La región de Esmeraldas tiene 580.000 habitantes, la mayor parte de los cuales son negros. También hay tres pueblos indígenas (awa, épera y cayapas) y, desde hace pocos años, muchos ecuatorianos que han emigrado desde otras partes del país: “Muchos de ellos son refugiados medioambientales que han perdido sus tierras y sus bosques por la voracidad de las multinacionales”, describe el prelado. “Los hijos de estas personas acabarán siendo pandilleros, y sus hijas, prostitutas”.

Se refiere también a los problemas que les ocasiona la proximidad a la zona de conflicto de Colombia, que, “con su realidad de narcotráfico, guerrilla y paramilitares, ha permitido que en Esmeraldas eche raíces la delincuencia organizada, con asesinos a sueldo que extorsionan a quien quieren”.

Pero, por encima de todo, asegura que “los afroecuatorianos tienen una visión optimista de la realidad.
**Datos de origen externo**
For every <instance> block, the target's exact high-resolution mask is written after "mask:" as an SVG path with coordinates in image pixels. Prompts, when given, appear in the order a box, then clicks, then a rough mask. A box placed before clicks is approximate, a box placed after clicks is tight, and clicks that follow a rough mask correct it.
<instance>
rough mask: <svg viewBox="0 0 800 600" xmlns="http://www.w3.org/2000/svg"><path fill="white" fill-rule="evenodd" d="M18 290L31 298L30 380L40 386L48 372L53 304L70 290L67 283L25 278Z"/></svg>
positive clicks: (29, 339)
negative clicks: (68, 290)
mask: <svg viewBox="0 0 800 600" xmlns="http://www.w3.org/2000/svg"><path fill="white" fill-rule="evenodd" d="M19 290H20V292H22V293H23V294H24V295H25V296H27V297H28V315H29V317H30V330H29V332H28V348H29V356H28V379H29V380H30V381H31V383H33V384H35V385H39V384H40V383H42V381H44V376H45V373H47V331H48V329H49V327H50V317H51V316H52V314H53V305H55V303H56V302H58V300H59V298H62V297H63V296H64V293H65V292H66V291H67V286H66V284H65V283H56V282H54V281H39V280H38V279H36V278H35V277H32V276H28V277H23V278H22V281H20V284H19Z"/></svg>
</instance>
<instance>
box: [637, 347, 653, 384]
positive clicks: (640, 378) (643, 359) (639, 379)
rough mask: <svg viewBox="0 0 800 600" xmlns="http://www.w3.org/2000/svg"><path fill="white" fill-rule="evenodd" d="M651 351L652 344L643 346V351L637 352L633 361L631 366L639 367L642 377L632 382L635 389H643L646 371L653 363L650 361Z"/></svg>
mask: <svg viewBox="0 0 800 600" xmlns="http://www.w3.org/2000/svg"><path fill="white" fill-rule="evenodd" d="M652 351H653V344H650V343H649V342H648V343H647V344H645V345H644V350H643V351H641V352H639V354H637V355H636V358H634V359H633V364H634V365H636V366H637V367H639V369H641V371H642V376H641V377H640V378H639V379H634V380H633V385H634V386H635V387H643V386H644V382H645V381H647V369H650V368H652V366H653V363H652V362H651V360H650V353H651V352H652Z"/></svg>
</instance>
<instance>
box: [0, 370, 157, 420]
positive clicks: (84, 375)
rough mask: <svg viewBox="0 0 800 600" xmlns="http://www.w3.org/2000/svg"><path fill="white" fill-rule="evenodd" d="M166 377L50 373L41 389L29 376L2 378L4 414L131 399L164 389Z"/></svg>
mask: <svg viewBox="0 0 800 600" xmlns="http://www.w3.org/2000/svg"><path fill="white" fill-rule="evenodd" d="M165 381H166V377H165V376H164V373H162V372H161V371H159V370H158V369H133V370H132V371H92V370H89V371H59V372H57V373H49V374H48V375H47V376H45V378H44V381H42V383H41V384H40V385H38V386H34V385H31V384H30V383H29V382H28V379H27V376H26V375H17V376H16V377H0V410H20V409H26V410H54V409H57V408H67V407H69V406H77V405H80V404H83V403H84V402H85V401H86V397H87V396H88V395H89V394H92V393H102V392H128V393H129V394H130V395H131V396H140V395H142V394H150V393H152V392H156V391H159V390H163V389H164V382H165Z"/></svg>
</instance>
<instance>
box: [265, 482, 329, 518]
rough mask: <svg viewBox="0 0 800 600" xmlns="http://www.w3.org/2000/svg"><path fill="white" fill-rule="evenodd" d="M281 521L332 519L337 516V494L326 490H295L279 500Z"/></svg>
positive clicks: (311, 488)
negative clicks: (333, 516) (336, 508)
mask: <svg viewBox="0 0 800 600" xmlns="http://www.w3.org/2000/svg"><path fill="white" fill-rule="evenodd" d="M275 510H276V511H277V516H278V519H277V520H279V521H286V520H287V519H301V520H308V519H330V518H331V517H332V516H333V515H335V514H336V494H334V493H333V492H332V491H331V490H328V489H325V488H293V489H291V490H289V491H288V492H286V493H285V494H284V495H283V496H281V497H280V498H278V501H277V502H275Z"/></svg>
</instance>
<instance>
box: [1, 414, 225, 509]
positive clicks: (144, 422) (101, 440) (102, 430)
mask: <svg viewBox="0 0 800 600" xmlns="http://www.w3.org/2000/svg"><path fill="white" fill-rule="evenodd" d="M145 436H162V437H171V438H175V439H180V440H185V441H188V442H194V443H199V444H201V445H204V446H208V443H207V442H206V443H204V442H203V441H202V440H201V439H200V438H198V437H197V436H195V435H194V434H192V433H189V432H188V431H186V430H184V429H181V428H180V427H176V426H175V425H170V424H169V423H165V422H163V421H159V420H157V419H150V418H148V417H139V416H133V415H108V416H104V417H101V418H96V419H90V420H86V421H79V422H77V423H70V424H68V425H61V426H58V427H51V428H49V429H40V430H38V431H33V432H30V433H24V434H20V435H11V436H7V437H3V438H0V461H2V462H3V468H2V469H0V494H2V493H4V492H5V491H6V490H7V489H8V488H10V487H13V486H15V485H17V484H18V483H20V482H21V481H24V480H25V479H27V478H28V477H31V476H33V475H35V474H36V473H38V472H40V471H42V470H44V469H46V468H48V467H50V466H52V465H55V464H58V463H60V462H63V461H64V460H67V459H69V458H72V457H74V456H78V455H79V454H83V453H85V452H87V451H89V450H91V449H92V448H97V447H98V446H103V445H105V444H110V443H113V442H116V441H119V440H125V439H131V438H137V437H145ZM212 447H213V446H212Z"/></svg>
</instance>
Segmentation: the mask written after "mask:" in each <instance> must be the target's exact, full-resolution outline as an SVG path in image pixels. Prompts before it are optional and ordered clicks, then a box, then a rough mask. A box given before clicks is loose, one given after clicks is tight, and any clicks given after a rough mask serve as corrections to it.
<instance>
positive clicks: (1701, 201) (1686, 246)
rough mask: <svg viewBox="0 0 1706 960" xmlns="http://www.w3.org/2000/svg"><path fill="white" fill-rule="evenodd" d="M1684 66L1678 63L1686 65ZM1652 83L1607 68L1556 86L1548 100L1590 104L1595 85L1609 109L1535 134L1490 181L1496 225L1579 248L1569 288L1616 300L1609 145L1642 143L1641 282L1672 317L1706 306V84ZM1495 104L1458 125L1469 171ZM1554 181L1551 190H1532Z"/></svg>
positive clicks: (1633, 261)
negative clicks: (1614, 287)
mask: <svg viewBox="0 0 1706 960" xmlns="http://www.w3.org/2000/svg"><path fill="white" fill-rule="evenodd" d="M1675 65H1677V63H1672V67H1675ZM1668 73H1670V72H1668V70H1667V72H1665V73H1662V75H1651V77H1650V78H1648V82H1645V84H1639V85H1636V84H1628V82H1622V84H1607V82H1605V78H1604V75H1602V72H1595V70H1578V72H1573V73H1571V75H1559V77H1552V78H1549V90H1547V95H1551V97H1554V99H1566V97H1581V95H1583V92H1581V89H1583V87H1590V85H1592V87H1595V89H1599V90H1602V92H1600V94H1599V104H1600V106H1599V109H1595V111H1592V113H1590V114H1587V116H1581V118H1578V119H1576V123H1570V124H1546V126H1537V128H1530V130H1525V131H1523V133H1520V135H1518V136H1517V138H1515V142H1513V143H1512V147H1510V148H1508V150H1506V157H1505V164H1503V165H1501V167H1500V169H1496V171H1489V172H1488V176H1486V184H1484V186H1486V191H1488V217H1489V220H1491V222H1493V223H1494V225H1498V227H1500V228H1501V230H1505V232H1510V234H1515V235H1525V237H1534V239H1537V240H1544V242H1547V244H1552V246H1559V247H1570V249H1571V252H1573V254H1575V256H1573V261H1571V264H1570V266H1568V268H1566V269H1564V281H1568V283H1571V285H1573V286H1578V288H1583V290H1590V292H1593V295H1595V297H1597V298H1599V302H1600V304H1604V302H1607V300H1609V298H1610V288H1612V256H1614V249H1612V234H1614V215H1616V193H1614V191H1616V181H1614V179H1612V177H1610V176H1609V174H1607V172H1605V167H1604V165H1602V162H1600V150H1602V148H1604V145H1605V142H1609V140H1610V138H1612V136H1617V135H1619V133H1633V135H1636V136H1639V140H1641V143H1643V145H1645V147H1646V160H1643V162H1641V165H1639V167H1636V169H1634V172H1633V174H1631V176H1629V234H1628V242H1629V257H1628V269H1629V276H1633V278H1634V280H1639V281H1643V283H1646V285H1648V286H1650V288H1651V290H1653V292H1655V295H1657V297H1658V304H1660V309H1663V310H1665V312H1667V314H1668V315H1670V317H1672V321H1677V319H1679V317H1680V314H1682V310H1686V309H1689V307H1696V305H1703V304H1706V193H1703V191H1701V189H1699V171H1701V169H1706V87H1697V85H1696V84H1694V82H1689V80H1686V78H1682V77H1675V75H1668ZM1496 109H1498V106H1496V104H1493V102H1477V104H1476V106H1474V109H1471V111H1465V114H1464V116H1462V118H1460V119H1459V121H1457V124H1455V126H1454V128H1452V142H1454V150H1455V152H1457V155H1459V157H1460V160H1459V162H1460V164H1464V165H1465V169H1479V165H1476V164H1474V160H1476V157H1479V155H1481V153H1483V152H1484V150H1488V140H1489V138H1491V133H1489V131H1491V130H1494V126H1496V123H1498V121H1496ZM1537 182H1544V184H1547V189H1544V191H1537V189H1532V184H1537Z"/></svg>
Es un pueblo festivo, con el rostro iluminado por la sonrisa, que canta y baila y que, a pesar de los problemas que viven, son una reserva de humanidad. Son personas que viven en armonía con la naturaleza, el respeto a lo creado y, por eso, es un pueblo pacífico, que no levanta la voz, tiene delicadeza en el trato y no tiene la neurosis de la prisa”.

En este sentido, cuenta una historia que le impactó: “Conocí a una madre que preparó comida para los suyos con lo poquito que tenían. Cuando iban a empezar a comer, llegaron dos huéspedes y les invitó a sentarse con ellos. Como una de sus hijas se quejó, la madre le dijo: ‘Hija, cuando la olla se comparte con amor, el arroz nunca se acaba’”.

Este optimismo tiene su raíz religiosa: “Viene de una fe en la bondad de Dios, porque debido a la historia tan penosa que han sufrido, están convencidos de que, tarde o temprano, Dios actuará a favor de ellos”. Su otro origen, el africano, explica “su fuerte sentido comunitario de la vida. Yo no me imagino a un esmeraldeño viviendo solo”. Viven también “el gozo de la libertad, lo que está reflejado incluso en el escudo de la ciudad, cuyo lema es ‘Libre por rebelde, y por rebelde, grande’.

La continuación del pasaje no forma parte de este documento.